The Doctor and his friends are trapped by Lumic’s new breed of Cybermen. Using the last remaining power source from the TARDIS, the Doctor immobilizes the Cybermen with an energy beam, and the survivors of the Cyberman attack on the Tyler mansion are now on the run. Ricky, the alternate universe’s battle-hardened version of Mickey, is killed by Cybermen while trying to escape. Pete and Rose try to infiltrate the Cyber-factory, using fake EarPods as a disguise, to find this universe’s Jackie, only to discover that she has already been converted into a Cyberman. The Doctor and Mrs. Moore, a resistance fighter from Ricky’s operation, discover an army of dormant Cybermen hidden beneath London. Mickey forms an uneasy alliance with Ricky’s friend Jake to storm Lumic’s zeppelin and try to find the controls Lumic uses to guide the Cybermen. Lumic, however, is no long in control – his enfeebled body is scheduled for an “upgrade” by the Cybermen, whether he wishes to remain human or not – and when he is in control, he is no longer Lumic. The Doctor still sees an opportunity to thwart the Cyberman invasion and return the TARDIS to its own universe, but not everyone who came with him will be making the return trip.
written by Tom MacRae
with thanks to Marc Platt
directed by Graeme Harper
music by Murray Gold
Guest Cast: Camille Coduri (Jackie Tyler), Noel Clarke (Mickey Smith), Shaun Dingwall (Pete Tyler), Roger Lloyd Pack (John Lumic), Andrew Hayden-Smith (Jake Simmonds), Helen Griffin (Mrs. Moore), Colin Spaull (Mr. Crane), Paul Kasey (Cyberleader), Nicholas Briggs (Cyber voice)

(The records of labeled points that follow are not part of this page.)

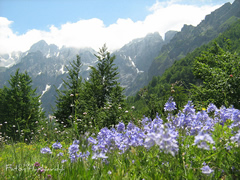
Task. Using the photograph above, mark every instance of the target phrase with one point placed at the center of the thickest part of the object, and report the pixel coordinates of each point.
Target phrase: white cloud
(93, 33)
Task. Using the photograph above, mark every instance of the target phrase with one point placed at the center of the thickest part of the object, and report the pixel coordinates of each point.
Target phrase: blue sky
(90, 23)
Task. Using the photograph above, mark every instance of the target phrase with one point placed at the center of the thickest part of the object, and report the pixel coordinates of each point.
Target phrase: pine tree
(68, 98)
(103, 90)
(20, 107)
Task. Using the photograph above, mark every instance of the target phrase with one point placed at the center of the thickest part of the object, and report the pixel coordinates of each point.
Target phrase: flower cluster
(166, 136)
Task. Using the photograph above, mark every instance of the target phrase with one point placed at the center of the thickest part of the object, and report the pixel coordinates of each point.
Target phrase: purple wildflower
(36, 164)
(46, 150)
(206, 170)
(57, 145)
(170, 105)
(120, 127)
(201, 140)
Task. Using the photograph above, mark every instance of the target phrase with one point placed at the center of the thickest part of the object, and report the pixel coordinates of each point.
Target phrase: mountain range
(138, 61)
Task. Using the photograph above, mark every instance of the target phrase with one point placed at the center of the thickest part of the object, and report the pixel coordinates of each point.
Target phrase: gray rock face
(46, 64)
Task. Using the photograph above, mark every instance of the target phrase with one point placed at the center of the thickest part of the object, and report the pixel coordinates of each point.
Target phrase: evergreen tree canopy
(66, 99)
(20, 107)
(220, 72)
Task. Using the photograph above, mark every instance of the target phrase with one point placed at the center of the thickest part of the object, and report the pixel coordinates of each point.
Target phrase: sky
(92, 23)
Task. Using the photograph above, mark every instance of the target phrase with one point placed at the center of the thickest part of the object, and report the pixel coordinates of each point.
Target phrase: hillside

LogBook entry & review by Earl Green
Review: I love the atmosphere of this two-parter, but where pacing and storytelling are concerned, it’s reminding me why the original series had four-part stories – it seems like there should’ve been a third episode here, rather than ramping things up to breakneck speed halfway through part two with revelations about the roles that the alternate Mickey and alternate Pete Tyler are playing in their universe, and culminating in Mickey’s rather sudden change of heart at the end of the story. That the Doctor can just take a cell phone, jam it into a piece of electronic equipment and bring down this little corner of the Cybermen’s empire is a massive plot convenience if you’re being charitable, and massive plot contrivance if you’re not.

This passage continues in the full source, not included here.